The Bear and the Nightingale is Katherine Arden’s debut novel and the first in a planned trilogy. Set in medieval Russia and inspired by traditional folktales, this book has garnered much praise but left me rather cold.
Not that there isn’t much to admire here. The novel begins as a richly atmospheric and captivating tale. Arden skilfully evokes the freezing forests and blazing hearths of her setting. She is also adept at depicting the familial relationships between her characters, particularly those between siblings.
The narrative centres around Vasilisa Petrovna, known as Vasya. Her mother dies in childbirth safe in the knowledge that her daughter will inherit the powers of her mysterious grandmother.
Things started to fall flat for me around 40% into the book when the lack of signposting became apparent. I suddenly realised that I had no idea where the story was heading. Even now, I’m struggling to summarise what it was all about. There seemed to be several conflicts – chief amongst them an antagonism between organised religion and traditional folk beliefs. It isn’t really clear what the central conflict is, however, and the novel feels unfocused and meandering as a result.
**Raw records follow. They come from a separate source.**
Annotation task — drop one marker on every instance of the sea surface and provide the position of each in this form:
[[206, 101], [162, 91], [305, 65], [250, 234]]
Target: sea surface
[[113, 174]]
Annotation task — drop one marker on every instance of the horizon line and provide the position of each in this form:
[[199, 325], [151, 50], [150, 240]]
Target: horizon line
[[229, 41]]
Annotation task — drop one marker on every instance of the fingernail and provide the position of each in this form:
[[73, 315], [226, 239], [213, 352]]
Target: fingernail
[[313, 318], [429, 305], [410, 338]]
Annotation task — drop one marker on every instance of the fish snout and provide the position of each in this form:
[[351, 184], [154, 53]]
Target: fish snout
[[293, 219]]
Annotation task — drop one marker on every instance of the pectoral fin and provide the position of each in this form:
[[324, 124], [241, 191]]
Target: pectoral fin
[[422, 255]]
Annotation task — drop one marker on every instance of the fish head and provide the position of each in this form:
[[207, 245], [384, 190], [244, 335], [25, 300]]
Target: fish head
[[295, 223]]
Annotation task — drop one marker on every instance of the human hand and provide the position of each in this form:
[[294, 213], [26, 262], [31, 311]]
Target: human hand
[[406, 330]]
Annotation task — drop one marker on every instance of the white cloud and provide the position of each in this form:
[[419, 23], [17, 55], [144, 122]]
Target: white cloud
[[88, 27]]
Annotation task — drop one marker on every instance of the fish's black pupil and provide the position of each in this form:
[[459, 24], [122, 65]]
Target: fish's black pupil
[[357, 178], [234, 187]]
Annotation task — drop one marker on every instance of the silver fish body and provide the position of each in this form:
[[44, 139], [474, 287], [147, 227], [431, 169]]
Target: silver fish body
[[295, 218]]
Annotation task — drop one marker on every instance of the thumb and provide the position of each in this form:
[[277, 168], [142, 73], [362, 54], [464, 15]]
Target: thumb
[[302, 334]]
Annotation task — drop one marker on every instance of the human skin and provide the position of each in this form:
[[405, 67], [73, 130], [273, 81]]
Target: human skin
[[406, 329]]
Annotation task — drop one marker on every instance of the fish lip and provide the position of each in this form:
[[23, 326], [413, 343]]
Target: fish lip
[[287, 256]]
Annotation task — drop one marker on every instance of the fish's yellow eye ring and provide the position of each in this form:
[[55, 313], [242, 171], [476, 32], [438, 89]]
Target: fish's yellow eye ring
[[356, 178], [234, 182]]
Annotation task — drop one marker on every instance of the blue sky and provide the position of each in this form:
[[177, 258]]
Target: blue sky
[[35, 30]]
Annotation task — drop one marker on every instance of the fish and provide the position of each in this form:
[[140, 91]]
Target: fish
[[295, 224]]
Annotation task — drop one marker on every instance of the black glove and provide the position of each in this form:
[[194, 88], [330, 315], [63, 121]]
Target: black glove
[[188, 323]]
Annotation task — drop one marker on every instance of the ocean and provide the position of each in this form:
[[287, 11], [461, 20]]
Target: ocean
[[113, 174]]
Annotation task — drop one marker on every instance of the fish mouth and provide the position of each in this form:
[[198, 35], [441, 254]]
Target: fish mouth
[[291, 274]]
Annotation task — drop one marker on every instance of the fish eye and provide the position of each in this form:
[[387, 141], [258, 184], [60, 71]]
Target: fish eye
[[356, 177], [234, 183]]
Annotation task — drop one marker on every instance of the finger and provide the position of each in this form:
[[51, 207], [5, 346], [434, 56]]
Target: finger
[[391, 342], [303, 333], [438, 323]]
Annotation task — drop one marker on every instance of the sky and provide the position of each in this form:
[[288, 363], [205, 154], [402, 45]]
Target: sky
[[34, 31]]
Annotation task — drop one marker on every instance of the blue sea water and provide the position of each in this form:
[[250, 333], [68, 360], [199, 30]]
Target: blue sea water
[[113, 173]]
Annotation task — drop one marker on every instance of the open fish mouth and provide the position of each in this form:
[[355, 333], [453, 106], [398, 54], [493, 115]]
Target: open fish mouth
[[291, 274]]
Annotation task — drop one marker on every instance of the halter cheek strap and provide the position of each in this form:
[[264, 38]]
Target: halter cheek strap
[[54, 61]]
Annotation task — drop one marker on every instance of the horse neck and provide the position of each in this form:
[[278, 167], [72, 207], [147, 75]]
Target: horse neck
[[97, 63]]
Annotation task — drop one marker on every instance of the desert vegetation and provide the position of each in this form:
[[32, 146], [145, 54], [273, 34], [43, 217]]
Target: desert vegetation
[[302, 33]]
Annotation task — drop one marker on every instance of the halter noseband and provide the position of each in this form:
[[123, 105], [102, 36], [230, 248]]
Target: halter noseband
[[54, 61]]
I was prevented from giving up on the novel by the emergence of an intriguing theme about half way through – that of unconventional femininity. Arden reflects on the fact that folktales typically punish females who don’t conform to traditional expectations of their gender:
“Frost demons have no interest in mortal girls wed to mortal men. In the stories, the bird-prince and the wicked sorcerer – they only come for the wild maiden.”
Gradually, Vasya comes to realise that the mortal realm holds little for her beyond “walls and cages”.
Arden’s treatment of this theme, coupled with the appealingly spirited Vasya are probably just enough to entice me towards a sequel. But all in all, I was disappointed with The Bear and the Nightingale with its lack of signposting, momentum and focus.